DURHAM – The move to the campus at the University of New Hampshire gave the InterOperability Lab an opportunity: Create space specifically suited to its needs.

That move from space off campus, off Route 155A at Goss International to brand new space at the new Madbury Commons in downtown Durham was big – requiring about 50 truckloads of servers and almost 28 football fields worth of Ethernet cabling (about 20,000 feet). The move was accomplished over the holidays.

“The layout is much more open and collaborative,” said Mara Bernazzani, communications coordinator for the IOL.

The other big opportunity of the move was what IOL senior engineer Lincoln Lavoie called “purpose-built space,” which gave the IOL to design the space for specific purposes. “The ability to design the space to our needs was huge,” he said.

The University of New Hampshire InterOperability Lab, or UNH-IOL, tests networking and data communications products for all the big names in the tech industry – Cisco, Motorola, Netgear, and Samsung, just to name a few.

Back in what might be considered the dark ages of technology – 1988 – the lab was founded as a branch of the university’s Research Computing Center.

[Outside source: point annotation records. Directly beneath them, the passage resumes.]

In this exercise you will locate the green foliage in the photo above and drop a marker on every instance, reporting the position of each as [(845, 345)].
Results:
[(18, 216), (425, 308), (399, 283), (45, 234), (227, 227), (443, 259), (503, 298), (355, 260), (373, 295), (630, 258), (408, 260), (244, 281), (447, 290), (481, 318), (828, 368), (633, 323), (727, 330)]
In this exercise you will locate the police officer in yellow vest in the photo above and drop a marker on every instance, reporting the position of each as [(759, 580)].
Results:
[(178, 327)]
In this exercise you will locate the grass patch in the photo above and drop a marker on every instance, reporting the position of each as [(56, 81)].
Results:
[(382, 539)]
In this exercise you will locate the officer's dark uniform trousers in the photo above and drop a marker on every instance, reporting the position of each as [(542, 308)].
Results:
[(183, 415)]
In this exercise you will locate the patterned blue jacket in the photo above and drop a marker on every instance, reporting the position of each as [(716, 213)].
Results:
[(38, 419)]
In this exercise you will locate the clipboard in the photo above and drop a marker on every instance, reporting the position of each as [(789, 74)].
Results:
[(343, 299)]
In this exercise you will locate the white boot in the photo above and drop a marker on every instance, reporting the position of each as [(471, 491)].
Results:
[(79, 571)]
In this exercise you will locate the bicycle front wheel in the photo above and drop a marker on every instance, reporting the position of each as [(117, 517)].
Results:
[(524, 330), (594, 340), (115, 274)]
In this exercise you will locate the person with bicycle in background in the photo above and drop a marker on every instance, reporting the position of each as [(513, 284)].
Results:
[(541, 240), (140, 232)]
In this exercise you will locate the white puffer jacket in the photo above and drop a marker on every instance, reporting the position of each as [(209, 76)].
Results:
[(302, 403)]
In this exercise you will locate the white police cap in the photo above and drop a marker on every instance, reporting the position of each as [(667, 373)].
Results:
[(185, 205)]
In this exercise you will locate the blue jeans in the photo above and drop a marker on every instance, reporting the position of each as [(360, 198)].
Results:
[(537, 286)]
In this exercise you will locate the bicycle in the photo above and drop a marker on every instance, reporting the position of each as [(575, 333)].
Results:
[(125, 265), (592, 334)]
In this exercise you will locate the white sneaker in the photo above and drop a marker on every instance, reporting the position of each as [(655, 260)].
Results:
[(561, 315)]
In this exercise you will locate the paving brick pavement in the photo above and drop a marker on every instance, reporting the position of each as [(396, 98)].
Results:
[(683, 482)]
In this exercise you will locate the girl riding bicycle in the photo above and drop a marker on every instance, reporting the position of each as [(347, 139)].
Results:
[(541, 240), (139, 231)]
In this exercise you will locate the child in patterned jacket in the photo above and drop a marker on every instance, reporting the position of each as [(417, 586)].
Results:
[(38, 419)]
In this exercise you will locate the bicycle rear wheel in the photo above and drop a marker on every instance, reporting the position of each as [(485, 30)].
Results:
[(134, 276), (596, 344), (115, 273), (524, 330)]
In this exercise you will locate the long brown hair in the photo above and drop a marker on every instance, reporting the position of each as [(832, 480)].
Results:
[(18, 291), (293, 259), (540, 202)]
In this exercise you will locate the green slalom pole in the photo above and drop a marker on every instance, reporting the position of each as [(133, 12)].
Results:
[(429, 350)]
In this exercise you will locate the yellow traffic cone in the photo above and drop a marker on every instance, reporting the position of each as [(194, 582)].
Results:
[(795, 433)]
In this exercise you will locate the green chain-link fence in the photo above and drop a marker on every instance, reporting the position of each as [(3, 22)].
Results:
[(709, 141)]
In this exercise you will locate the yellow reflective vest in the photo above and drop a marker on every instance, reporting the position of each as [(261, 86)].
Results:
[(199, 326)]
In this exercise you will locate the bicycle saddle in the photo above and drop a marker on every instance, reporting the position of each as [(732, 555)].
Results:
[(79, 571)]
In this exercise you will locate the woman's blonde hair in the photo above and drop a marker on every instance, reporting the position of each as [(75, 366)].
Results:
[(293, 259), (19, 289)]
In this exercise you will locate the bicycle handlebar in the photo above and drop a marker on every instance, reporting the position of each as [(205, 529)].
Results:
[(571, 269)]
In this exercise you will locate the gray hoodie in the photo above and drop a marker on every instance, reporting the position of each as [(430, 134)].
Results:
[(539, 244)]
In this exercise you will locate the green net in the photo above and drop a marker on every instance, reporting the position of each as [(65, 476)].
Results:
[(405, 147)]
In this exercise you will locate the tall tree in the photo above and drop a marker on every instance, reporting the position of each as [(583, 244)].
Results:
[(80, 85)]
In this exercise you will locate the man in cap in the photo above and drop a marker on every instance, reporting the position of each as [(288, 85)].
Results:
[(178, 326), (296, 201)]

The center had received some technical equipment from two vendors and discovered the equipment, when networked, was compatible, thus giving rise to the notion of the need for interoperability, according to Lavoie.

In 2002, the growing lab moved from one room on campus in Morse Hall to 32,000 square feet at the Goss facility, known for its manufacture of printing presses.

Over the years the lab has developed testing criteria, tools and methodologies that companies rely on to test their operability with each other. You can’t be a solo player in technology; you’re product has to be able to play well with others.

“We’re a neutral testing facility,” Bernazzani said. The big names get treated the same as the small names in the testing of equipment. No one technology or process is favored over another.

“Everything is on an even-level playing field,” Lavoie added.

Companies that make up the membership of IOL essentially fund the lab, along with private donations. It receives no financial support from state funds through the university, but IOL and UNH have a strong working relationship.